Плащ Рахманинова
Шрифт:
Отец, мать и пациент сели на поезд в Нью-Йорке и в оставшиеся перед Рождеством недели поехали сначала в Балтимор, а потом в Рочестер, штат Миннесота. В клинике Университета Джона Хопкинса в Балтиморе Ричарда осмотрел консилиум докторов, а не один врач, как в Бостоне. Ласковая администраторша по имени Дженн координировала обследование и каждый день общалась с Амстерами. На третий день она сообщила, что предварительное коллегиальное мнение таково: у Ричарда не стандартная прогерия, а «синдром Вернера».
Новый диагноз привел их в недоумение. Что это за синдром такой?

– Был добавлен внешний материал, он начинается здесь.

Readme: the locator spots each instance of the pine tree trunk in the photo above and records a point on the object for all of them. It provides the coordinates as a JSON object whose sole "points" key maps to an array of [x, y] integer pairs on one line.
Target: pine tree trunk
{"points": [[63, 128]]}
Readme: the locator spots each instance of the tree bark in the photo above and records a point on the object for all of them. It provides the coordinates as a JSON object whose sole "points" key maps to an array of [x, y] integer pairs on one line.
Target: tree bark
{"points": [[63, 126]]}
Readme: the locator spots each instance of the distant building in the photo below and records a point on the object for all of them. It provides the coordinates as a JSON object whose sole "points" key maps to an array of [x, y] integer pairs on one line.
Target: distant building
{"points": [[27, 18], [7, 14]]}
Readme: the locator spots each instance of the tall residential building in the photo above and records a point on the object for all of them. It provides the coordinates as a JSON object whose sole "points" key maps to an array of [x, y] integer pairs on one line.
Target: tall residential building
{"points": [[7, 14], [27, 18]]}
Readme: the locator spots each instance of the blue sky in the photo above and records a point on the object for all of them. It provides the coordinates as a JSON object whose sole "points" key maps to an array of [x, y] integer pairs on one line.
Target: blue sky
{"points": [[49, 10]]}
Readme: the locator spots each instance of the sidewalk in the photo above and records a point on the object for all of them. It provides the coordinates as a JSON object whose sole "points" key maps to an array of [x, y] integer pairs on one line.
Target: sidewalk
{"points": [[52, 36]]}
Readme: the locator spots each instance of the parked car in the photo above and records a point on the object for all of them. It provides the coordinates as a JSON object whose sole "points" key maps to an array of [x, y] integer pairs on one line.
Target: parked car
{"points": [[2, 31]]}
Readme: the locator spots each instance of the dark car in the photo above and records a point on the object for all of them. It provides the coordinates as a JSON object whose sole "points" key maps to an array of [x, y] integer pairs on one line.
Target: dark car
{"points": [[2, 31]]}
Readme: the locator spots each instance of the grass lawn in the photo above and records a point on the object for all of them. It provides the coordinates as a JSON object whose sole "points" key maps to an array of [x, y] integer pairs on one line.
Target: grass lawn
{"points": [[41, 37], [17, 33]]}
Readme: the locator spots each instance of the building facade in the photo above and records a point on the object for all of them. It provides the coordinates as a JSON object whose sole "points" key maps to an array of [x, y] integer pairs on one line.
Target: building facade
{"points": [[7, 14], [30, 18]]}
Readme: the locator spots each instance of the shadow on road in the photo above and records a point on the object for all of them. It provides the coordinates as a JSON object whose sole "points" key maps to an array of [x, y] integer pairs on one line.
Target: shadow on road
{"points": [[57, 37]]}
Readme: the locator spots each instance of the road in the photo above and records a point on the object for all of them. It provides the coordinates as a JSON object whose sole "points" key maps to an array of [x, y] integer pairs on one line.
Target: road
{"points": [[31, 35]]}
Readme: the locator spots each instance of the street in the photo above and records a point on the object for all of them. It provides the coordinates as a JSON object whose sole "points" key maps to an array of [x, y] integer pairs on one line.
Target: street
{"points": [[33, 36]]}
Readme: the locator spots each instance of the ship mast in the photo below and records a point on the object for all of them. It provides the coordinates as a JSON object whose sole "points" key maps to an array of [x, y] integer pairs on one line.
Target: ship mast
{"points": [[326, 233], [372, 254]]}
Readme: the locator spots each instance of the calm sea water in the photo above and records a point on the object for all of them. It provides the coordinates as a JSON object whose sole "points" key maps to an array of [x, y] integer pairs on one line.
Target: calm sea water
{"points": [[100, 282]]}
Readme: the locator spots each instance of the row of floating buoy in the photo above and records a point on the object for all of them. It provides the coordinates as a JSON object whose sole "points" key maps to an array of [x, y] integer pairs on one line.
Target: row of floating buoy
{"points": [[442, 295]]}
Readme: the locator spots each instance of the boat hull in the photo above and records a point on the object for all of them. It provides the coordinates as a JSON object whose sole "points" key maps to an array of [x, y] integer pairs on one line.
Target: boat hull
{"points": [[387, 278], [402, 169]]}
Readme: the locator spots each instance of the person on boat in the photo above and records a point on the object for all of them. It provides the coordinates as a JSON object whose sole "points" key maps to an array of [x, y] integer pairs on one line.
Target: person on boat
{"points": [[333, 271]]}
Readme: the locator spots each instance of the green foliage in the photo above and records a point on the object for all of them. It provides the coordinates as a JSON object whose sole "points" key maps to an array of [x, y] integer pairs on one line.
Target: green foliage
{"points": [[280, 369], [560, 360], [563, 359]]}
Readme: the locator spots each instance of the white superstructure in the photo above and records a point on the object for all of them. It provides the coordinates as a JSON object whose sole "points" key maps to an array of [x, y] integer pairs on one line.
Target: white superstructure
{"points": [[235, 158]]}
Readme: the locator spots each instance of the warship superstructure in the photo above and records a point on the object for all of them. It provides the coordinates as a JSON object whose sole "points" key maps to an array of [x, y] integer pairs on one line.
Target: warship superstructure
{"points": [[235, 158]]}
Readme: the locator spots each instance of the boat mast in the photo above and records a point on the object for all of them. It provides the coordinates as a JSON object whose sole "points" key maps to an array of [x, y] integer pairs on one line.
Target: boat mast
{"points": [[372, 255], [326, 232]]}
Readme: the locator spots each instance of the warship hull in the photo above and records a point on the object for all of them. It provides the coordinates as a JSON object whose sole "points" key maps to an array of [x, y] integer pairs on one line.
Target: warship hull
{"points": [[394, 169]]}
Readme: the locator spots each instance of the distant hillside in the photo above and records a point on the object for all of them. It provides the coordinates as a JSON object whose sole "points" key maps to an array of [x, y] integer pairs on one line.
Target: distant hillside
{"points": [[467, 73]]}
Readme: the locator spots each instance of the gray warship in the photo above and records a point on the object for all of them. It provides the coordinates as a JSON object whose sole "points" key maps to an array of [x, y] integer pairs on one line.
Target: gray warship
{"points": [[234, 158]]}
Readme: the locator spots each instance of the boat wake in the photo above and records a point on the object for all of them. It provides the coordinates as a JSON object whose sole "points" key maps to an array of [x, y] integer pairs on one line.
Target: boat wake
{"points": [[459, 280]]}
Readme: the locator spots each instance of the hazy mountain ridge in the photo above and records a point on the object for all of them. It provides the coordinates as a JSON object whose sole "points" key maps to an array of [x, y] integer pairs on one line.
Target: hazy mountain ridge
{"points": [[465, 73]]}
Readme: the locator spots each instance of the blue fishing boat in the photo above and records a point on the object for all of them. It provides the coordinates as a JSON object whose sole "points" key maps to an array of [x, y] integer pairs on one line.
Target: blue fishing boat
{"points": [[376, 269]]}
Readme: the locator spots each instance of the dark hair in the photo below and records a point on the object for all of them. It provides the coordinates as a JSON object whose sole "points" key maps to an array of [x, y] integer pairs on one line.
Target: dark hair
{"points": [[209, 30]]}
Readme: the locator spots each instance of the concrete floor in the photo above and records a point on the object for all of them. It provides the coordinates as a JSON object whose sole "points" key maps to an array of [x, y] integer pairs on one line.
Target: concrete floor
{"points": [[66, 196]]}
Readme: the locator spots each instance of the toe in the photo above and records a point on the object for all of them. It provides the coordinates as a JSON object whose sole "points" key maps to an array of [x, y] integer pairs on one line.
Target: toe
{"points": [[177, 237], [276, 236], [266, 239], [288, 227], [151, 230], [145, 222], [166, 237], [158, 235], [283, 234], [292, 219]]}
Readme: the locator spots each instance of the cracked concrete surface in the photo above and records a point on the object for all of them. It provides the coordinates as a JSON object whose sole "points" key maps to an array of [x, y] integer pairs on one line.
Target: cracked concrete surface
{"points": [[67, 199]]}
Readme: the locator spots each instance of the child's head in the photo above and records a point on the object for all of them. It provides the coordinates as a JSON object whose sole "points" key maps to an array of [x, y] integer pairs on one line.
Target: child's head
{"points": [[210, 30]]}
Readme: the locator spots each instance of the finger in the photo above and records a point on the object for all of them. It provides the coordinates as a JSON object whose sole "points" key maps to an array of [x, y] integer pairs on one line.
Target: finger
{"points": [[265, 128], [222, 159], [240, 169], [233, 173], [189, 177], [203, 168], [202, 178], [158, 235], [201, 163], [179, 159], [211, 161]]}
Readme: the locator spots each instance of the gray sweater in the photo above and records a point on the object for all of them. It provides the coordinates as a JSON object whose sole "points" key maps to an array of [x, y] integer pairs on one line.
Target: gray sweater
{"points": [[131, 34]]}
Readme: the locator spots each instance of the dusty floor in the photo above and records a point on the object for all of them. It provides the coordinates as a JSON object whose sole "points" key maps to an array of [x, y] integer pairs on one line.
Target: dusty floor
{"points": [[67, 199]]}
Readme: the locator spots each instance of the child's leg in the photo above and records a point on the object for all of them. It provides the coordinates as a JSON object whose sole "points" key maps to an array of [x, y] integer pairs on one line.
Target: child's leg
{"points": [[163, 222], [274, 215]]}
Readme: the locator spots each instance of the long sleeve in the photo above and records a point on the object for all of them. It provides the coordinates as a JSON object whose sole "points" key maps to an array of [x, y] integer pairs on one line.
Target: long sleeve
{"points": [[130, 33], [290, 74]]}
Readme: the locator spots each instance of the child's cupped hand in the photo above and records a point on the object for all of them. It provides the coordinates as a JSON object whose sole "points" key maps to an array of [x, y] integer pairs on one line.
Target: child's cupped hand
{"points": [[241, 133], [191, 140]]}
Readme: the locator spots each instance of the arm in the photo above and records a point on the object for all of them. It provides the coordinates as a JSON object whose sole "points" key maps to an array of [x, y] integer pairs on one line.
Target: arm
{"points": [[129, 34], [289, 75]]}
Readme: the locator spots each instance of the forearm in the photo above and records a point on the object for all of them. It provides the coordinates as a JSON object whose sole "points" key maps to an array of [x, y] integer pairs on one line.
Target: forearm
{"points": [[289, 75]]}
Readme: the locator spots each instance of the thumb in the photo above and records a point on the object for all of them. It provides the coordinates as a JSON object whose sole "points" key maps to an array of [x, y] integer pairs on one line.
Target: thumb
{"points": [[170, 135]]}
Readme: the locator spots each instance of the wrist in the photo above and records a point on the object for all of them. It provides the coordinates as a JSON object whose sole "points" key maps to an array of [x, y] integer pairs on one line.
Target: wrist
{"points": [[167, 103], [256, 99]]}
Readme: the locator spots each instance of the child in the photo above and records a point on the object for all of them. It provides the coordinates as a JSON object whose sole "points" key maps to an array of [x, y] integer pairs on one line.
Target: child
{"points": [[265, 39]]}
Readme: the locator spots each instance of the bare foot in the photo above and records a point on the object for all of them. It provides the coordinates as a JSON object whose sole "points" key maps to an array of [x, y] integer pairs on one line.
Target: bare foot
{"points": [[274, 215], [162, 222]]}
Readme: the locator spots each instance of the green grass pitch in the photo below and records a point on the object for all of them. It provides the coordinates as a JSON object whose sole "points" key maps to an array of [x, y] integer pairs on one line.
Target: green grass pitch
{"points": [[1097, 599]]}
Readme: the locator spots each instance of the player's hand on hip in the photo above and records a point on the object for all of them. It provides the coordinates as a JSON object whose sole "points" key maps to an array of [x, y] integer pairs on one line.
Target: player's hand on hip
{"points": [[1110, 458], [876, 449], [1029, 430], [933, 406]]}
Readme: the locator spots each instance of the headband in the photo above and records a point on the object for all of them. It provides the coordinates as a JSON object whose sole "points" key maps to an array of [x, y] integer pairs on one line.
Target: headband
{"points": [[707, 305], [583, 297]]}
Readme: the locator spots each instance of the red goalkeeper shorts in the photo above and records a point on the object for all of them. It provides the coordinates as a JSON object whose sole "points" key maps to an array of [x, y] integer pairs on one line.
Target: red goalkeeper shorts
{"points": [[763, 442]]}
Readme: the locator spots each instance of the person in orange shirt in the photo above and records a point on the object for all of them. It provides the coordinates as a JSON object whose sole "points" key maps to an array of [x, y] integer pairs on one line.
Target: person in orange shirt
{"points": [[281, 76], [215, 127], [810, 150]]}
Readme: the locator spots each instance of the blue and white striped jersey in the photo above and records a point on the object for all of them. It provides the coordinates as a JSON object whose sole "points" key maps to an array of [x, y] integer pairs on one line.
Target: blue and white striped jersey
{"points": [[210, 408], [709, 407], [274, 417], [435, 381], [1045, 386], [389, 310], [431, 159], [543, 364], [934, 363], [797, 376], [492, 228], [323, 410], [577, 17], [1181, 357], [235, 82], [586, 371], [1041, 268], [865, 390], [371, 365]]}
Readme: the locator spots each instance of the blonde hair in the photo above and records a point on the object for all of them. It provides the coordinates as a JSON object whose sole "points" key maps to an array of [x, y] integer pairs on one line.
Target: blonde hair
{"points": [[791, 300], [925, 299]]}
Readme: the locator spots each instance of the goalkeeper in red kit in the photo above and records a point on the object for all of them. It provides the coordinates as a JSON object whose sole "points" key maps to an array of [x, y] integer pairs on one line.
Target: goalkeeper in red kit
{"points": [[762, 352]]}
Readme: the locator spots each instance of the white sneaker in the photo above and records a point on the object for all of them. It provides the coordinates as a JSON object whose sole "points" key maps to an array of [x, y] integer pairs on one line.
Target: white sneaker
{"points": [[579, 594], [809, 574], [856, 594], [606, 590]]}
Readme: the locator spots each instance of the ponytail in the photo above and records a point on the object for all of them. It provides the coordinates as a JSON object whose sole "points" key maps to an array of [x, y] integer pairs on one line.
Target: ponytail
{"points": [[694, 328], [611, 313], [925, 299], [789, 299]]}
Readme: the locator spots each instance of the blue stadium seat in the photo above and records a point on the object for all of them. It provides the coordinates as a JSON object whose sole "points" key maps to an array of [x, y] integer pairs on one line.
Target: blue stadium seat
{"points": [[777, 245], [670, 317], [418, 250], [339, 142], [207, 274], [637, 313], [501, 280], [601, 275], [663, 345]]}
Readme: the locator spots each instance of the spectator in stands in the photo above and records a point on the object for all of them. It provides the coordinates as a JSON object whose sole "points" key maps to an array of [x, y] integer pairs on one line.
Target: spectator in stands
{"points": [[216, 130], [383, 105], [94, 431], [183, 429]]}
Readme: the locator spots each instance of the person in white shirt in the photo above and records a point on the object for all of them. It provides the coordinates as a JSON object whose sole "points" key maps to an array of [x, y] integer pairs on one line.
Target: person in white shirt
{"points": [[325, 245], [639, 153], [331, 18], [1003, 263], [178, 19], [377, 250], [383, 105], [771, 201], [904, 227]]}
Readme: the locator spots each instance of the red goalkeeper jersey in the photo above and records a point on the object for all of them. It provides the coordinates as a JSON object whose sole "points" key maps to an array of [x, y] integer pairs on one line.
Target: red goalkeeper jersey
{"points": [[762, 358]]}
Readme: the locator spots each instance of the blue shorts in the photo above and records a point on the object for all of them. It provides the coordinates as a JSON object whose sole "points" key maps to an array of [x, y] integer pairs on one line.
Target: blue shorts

После визита в Бостон Эвелин сходила в Нью-йоркскую публичную библиотеку и в медицинскую библиотеку Колумбийского университета, чтобы посмотреть, что такое прогерия, в справочниках.
Дженн объяснила подробнее. Из ее рассказа Ам-стеры узнали, что Отто Вернер (1879–1936) был немецким экспертом в области прогерии, почившим два десятка лет назад, и одним из немногих врачей в мире, который пытался лечить эту болезнь. Если диагноз ее коллег, основанный на симптомах Ричарда, верен, то он вполне может пережить двадцатилетний рубеж. Теперь все зависит от того, как они справятся с вторичными симптомами: катарактой, кожными заболеваниями, проблемами с сердцем. В большинстве случаев смерть при прогерии наступает от этих сопутствующих болезней.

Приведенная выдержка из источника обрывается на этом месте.